Gastric cancer is often diagnosed in the later stages because early signs and symptoms of the disease are subtle. The primary treatment is surgical resection of the tumor. Chemotherapy, targeted/immunotherapy, and radiation therapy also play a role in the treatment of gastric cancers. Radiation therapy (RT) is typically used for tumors that cannot be resected surgically or in patients who are not well enough to undergo surgery. Radiation therapy is also used for patients with metastatic disease and for palliative care of patients with gastric cancers.

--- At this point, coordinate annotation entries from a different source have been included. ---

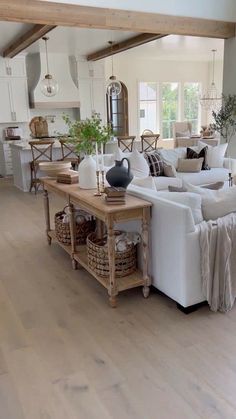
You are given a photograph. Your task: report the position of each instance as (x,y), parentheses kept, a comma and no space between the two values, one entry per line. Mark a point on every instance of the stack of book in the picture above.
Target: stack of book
(114,196)
(70,177)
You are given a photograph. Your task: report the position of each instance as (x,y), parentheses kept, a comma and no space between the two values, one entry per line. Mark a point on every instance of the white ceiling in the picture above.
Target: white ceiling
(81,41)
(207,9)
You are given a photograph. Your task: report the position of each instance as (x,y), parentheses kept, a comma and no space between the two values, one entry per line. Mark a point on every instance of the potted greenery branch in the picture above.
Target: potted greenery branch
(84,135)
(225,118)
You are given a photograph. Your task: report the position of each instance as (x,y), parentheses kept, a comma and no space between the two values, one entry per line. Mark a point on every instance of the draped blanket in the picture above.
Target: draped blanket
(218,261)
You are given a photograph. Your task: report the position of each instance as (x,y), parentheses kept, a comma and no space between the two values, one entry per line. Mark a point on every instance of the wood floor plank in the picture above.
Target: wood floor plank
(64,353)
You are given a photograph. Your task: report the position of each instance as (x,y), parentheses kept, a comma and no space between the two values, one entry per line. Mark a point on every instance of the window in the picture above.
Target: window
(148,106)
(170,108)
(117,112)
(191,105)
(161,104)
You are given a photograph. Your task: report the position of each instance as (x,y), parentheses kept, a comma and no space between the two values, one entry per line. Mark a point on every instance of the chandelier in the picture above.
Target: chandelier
(211,100)
(113,86)
(49,86)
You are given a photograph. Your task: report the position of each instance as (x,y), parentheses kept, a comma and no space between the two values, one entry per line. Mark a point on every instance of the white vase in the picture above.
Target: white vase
(87,173)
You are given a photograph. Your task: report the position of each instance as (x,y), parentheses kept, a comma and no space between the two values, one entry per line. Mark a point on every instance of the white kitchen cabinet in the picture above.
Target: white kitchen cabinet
(5,159)
(14,106)
(6,111)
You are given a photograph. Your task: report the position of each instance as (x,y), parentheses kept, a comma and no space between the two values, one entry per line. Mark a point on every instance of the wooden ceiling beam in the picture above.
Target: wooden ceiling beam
(64,14)
(24,41)
(133,42)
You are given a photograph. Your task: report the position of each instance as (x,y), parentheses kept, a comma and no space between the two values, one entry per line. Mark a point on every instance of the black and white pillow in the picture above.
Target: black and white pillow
(155,162)
(192,154)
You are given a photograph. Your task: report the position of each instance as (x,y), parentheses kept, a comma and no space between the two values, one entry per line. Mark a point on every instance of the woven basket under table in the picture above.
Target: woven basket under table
(97,251)
(82,230)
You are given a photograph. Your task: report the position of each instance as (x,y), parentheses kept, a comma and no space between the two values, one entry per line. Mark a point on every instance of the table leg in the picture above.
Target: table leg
(145,243)
(47,215)
(112,290)
(73,236)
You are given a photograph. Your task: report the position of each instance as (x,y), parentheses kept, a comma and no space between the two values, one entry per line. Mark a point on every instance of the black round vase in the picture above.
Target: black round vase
(119,176)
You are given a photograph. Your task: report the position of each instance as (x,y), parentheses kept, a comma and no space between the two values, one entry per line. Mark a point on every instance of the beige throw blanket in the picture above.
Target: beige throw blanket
(218,262)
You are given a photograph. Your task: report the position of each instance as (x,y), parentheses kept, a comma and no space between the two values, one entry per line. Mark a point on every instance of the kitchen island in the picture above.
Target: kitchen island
(21,158)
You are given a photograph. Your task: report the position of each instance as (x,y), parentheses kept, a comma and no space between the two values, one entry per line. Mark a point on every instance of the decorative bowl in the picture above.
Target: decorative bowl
(53,168)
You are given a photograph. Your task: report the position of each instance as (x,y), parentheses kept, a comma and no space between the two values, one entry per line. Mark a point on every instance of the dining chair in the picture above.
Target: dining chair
(41,152)
(69,154)
(125,143)
(149,142)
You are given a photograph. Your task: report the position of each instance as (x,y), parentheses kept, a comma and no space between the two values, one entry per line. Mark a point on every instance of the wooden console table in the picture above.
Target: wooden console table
(134,208)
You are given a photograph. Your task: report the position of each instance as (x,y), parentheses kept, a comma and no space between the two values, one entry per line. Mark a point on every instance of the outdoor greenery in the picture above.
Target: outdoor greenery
(169,107)
(225,118)
(84,134)
(191,105)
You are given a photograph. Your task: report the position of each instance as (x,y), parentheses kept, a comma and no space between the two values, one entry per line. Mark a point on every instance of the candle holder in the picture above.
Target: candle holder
(230,180)
(103,181)
(98,193)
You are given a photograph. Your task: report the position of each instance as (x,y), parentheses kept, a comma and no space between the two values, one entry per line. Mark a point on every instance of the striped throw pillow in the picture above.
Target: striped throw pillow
(192,154)
(155,162)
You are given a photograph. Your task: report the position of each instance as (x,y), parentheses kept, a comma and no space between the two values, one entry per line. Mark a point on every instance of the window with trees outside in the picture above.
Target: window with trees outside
(161,104)
(191,105)
(170,108)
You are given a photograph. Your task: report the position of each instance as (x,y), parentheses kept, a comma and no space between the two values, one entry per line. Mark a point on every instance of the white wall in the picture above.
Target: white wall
(229,80)
(132,69)
(211,9)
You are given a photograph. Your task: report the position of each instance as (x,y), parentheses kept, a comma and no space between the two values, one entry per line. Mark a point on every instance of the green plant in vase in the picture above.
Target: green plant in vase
(225,118)
(84,135)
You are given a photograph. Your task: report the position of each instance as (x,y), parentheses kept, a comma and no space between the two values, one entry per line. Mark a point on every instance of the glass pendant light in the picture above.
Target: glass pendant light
(114,86)
(211,100)
(49,86)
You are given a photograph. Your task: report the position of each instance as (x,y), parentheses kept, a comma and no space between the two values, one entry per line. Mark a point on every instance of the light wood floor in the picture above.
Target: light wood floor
(65,354)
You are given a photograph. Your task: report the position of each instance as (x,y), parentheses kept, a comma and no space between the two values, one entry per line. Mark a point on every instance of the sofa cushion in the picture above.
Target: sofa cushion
(147,182)
(190,165)
(215,154)
(162,182)
(138,164)
(171,156)
(223,202)
(205,176)
(192,154)
(191,200)
(215,203)
(155,162)
(169,170)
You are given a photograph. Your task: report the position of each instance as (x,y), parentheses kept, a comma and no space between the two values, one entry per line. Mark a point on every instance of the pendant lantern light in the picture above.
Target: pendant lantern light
(49,86)
(211,100)
(114,86)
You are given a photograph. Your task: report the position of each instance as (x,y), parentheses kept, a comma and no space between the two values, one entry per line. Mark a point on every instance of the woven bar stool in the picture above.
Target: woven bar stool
(41,152)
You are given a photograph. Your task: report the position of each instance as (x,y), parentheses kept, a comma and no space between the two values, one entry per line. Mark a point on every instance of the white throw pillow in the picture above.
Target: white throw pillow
(138,164)
(215,154)
(145,182)
(198,190)
(223,202)
(191,200)
(118,154)
(172,156)
(215,203)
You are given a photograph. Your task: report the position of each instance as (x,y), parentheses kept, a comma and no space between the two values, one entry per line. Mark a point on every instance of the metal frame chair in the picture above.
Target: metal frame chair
(149,142)
(125,143)
(41,151)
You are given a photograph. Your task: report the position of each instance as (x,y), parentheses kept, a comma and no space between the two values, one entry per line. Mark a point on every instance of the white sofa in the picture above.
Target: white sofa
(175,251)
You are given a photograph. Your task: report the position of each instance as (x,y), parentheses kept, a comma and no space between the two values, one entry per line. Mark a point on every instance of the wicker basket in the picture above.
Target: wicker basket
(125,261)
(82,230)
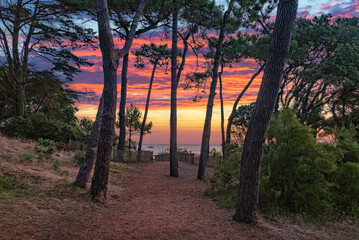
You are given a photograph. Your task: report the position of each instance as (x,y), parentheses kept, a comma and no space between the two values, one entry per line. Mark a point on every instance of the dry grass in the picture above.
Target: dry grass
(144,203)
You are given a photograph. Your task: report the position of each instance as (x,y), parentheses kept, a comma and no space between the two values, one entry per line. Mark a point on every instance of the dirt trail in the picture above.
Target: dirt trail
(156,206)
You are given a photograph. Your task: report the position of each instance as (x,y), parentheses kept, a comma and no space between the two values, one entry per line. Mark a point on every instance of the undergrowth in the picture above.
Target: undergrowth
(300,178)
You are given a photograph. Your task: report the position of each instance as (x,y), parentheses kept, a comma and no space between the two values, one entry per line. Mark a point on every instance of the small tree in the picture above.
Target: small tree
(133,123)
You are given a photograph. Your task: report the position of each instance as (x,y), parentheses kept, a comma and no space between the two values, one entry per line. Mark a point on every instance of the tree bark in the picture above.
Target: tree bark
(247,204)
(222,113)
(146,109)
(234,109)
(173,117)
(85,170)
(207,123)
(110,63)
(122,111)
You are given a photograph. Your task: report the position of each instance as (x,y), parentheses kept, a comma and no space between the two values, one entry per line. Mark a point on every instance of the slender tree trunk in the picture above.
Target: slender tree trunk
(122,110)
(207,123)
(173,118)
(146,109)
(234,109)
(222,113)
(102,166)
(85,170)
(247,204)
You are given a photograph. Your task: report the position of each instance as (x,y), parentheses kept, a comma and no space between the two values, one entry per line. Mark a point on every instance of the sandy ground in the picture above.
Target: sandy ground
(143,203)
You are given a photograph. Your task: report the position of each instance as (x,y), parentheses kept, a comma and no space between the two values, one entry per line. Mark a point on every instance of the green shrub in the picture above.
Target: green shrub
(346,180)
(224,183)
(8,185)
(299,176)
(28,156)
(36,126)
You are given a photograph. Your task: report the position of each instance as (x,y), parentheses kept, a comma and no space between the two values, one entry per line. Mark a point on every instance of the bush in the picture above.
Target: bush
(36,126)
(224,183)
(8,185)
(44,149)
(79,157)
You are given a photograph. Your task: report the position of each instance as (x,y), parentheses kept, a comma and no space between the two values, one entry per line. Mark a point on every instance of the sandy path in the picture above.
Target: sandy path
(156,206)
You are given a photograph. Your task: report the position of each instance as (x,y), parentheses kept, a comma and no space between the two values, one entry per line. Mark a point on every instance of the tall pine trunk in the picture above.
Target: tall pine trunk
(222,113)
(248,196)
(146,109)
(234,109)
(86,167)
(20,108)
(101,174)
(122,110)
(207,123)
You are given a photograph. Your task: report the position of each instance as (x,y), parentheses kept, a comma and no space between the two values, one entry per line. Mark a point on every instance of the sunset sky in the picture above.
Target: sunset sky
(190,114)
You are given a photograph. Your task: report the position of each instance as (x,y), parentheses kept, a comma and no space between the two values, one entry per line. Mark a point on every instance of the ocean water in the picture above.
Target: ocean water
(165,148)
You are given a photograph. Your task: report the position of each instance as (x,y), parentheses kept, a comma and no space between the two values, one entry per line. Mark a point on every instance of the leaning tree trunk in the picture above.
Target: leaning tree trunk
(20,100)
(207,123)
(109,58)
(122,110)
(146,110)
(233,113)
(86,167)
(222,113)
(173,117)
(247,204)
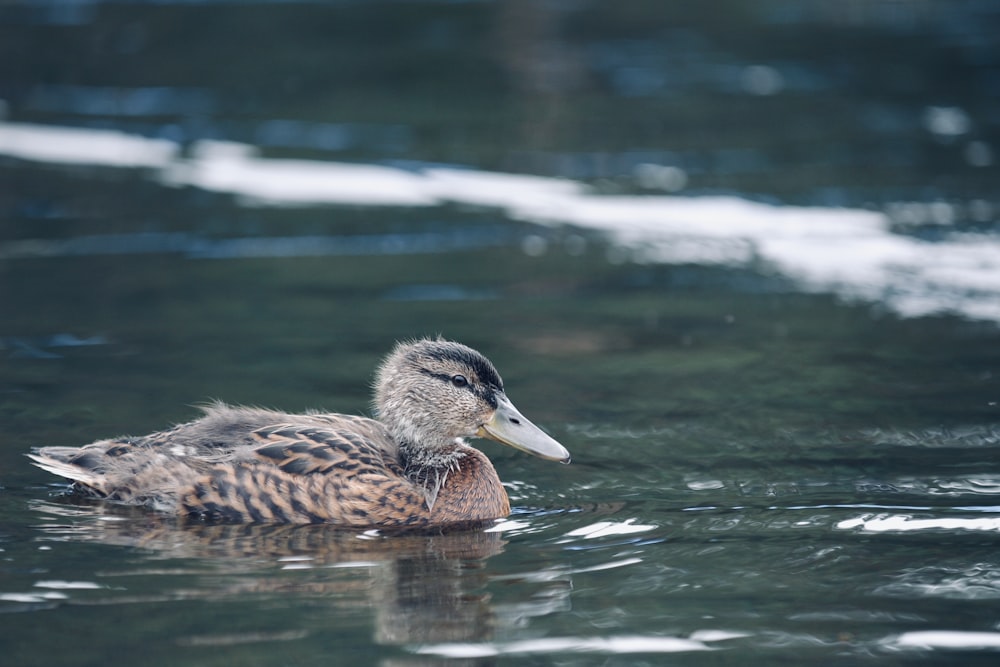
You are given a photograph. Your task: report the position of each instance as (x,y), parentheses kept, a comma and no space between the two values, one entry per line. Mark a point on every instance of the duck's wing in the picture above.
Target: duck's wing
(342,473)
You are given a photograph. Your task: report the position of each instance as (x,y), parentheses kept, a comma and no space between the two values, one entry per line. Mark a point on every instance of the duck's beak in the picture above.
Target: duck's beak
(512,428)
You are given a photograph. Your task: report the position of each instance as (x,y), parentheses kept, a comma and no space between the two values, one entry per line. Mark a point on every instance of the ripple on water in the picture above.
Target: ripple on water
(972,581)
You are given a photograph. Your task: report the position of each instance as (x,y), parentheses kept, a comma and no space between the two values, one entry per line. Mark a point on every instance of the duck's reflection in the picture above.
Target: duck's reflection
(420,587)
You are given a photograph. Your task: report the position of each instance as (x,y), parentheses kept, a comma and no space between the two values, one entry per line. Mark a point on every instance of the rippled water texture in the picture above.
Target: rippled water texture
(743,260)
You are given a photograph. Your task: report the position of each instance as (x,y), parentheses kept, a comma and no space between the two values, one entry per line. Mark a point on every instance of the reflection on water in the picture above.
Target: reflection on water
(421,588)
(852,252)
(716,246)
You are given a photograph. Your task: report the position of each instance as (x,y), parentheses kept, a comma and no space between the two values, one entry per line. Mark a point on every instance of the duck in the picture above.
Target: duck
(408,466)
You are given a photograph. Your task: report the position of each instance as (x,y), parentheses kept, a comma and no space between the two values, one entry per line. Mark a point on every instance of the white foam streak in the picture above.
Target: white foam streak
(851,252)
(615,645)
(65,145)
(903,523)
(950,639)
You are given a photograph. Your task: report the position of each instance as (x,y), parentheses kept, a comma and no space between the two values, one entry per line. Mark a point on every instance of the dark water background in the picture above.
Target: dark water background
(773,463)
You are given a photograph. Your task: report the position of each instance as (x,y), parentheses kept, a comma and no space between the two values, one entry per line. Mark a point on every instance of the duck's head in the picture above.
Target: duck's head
(430,392)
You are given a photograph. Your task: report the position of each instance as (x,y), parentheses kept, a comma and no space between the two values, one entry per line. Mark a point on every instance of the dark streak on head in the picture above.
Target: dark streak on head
(441,350)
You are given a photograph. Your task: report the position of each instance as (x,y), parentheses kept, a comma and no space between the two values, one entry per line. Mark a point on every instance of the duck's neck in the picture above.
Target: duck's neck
(429,468)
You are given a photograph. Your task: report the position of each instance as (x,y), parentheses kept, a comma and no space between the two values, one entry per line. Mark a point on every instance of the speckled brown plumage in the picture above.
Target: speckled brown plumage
(410,468)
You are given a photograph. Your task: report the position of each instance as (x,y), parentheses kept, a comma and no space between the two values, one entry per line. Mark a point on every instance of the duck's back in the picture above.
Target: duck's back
(253,465)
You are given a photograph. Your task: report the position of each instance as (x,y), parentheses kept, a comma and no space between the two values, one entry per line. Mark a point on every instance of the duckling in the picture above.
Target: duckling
(409,467)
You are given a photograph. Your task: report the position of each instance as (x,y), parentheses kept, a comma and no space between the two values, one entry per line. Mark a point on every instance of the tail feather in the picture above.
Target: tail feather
(55,465)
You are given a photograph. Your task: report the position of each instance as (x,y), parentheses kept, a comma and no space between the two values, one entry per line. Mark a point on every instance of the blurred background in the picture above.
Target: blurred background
(741,255)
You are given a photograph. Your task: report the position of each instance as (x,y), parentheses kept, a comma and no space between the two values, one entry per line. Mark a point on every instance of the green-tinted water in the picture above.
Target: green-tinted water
(784,421)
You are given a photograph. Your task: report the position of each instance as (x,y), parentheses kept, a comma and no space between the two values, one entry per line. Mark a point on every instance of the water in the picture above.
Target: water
(747,277)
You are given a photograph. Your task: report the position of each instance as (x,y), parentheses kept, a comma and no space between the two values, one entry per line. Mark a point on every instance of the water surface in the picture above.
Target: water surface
(744,263)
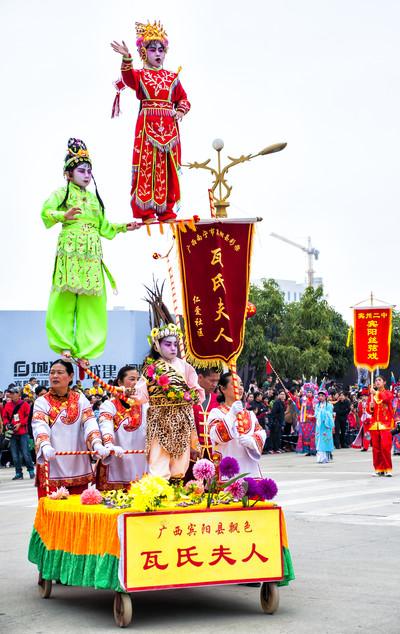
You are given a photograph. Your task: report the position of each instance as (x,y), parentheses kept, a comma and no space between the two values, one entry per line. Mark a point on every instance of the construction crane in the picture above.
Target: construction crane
(310,250)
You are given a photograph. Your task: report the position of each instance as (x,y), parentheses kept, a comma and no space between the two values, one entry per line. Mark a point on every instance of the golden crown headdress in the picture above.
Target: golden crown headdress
(149,32)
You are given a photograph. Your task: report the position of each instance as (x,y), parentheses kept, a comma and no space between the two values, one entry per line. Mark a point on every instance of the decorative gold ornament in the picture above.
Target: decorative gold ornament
(150,32)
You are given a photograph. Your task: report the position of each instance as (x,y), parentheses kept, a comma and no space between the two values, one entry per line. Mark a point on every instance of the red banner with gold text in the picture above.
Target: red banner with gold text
(215,270)
(372,335)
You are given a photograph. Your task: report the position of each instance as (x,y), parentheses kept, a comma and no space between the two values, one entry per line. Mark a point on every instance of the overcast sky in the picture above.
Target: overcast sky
(322,75)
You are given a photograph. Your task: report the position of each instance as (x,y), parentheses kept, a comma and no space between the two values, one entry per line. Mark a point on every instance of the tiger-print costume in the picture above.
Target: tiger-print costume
(171,423)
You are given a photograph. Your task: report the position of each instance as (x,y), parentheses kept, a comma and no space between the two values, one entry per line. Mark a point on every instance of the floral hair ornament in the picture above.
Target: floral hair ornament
(169,330)
(77,153)
(161,320)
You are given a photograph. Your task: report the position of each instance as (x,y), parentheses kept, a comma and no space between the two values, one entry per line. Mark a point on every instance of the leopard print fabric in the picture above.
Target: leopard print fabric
(172,424)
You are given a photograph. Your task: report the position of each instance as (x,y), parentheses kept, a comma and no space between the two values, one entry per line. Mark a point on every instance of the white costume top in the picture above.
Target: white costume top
(126,427)
(224,435)
(66,423)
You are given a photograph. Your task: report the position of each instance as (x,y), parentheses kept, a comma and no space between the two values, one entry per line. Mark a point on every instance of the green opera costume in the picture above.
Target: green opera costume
(76,317)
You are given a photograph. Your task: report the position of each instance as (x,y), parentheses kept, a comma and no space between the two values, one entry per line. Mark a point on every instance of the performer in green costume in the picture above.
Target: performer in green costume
(76,321)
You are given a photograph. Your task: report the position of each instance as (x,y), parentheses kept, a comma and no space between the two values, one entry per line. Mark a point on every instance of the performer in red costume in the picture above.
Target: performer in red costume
(363,438)
(163,103)
(381,410)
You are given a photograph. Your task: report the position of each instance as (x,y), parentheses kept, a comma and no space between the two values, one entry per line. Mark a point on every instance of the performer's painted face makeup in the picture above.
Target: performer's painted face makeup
(82,175)
(155,54)
(169,348)
(229,392)
(130,379)
(59,378)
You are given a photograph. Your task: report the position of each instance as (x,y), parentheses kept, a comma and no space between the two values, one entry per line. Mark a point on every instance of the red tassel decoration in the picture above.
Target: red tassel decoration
(116,110)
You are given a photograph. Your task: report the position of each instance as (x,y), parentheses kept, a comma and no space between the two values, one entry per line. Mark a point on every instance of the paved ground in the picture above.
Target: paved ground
(344,536)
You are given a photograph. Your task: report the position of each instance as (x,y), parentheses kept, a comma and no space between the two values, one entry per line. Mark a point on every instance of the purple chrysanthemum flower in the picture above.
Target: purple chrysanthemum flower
(252,487)
(267,489)
(229,467)
(204,469)
(237,489)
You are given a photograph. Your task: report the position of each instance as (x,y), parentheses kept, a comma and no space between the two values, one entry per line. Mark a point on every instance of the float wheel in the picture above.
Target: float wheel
(122,609)
(45,586)
(269,597)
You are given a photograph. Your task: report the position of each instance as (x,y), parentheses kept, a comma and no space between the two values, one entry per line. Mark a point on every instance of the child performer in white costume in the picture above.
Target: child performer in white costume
(223,428)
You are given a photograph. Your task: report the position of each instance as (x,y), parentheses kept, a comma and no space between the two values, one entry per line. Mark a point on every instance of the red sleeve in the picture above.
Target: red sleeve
(24,414)
(7,411)
(130,76)
(180,99)
(387,396)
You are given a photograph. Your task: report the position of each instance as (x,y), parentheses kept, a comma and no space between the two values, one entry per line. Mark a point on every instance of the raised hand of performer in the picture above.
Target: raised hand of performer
(115,449)
(132,226)
(179,114)
(246,441)
(72,213)
(48,452)
(122,49)
(237,407)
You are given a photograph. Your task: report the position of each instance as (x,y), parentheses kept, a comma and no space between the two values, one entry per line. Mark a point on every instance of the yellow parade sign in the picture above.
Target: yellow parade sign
(195,548)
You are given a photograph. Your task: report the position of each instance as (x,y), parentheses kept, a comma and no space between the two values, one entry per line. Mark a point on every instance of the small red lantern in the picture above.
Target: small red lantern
(251,310)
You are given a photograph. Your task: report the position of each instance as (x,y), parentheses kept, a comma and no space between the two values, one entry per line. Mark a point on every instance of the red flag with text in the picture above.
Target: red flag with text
(215,270)
(372,335)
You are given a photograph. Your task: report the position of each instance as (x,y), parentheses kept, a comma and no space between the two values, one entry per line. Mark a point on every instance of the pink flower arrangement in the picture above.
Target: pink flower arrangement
(195,487)
(91,495)
(163,380)
(151,371)
(204,469)
(61,493)
(237,489)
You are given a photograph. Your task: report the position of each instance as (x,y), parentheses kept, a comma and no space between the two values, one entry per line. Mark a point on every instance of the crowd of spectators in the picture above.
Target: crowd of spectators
(277,407)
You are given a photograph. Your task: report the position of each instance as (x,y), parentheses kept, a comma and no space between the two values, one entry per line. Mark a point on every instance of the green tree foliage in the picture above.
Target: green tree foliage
(307,337)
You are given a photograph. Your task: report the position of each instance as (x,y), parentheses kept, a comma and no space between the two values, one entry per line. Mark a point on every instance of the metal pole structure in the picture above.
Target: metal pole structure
(310,272)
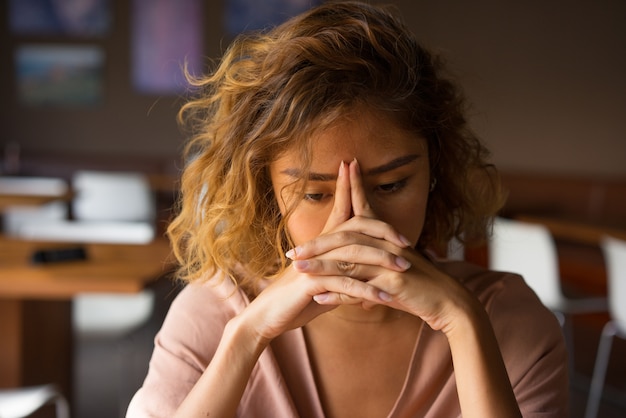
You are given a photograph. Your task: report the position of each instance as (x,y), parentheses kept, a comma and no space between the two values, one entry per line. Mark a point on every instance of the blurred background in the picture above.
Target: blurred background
(96,84)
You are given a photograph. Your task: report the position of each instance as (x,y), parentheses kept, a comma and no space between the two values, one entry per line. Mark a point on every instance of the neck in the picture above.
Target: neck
(378,314)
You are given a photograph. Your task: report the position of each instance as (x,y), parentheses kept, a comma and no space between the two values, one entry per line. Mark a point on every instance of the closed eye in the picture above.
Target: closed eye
(314,197)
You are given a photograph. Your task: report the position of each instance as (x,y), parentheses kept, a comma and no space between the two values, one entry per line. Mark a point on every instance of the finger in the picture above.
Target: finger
(346,290)
(360,205)
(356,231)
(366,265)
(330,298)
(342,205)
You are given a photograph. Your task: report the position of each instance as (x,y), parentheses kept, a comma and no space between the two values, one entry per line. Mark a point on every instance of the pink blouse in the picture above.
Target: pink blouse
(529,335)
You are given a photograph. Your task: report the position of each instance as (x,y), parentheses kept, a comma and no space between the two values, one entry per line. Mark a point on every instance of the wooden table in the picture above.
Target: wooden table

In today's guideline side-by-side comparison, we look at the latest clinical practice guidelines from the American Society for Radiation Oncology (ASTRO) and the National Comprehensive Cancer Network (NCCN) on postoperative radiation therapy for gastric cancer. 

Guideline for Comparison
Key Takeaways

Indications for Radiation Therapy

  • Both ASTRO and NCCN recommend chemoradiation for patients with locoregional gastric cancer that is unresectable and for those who decline surgery.
  • For patients with recurrent locoregional gastric cancer, ASTRO recommends curative treatment with chemoradiation for unresectable tumors, but NCCN recommends chemoradiation as part of palliative management for these patients.
  • For patients with metastatic disease ASTRO conditionally recommends radiation therapy to the primary tumor and NCCN recommends palliative management with chemoradiation.
  • Both ASTRO and NCCN recommend radiation therapy for palliation of pain, gastrointestinal bleeding, and gastric obstruction.

Postoperative Chemoradiation

  • Both ASTRO and NCCN consider using fluoropyrimidine-based chemoradiation after gastric tumor resection and lymphadenectomy with less than a D2 dissection.

Radiation Planning and Guidance

  • Both societies recommend chemoradiation planning with intensity-modulated radiation therapy (IMRT) or 3-dimensional conformal radiation therapy (3-D-CRT). 
  • Both societies recommend 4-dimensional CT to plan treatment when organ or respiratory motion management is likely to be needed.
  • ASTRO prefers 3-D CRT or IMRT over 2-D imaging for planning clinical target volumes for patients receiving palliative care radiation therapy.

Radiation Coverage

  • Both ASTRO and NCCN recommend postoperative radiation include the tumor bed, anastomoses, and regional lymph nodes.
  • ASTRO recommends coverage of the gastric remnant only for patients with positive margins and NCCN recommends considering the risk versus benefit of gastric remnant coverage.

Dose Fractionation/Target Volumes

  • NCCN recommends 4500 to 5040 cGy in 25 to 28 fractions with higher doses considered for positive surgical margins as a boost.
  • ASTRO makes target volume and dose fractionation recommendations based on whether the disease is metastatic, resectable, initial diagnosis, recurrent diagnosis, and whether the treatment is curative or palliative in nature. Treatment for curative intent is very similar to NCCNs recommendation between 4500 and 5040 cGy in 25 to 28 fractions.
    • Nonmetastatic, resectable/resected, initial diagnosis: 4500 cGy in 25 fractions.
    • Nonmetastatic, unresectable or decline surgery, initial diagnosis:  4500 to 5040 cGy in 25 to 28 fractions.
    • Nonmetastatic, locoregional recurrent, RT naive: 4500 to 5040 cGy in 25 to 28 fractions.
  • NCCN also gives target volume and fractionation dose recommendations for palliative treatment which ASTRO does not address.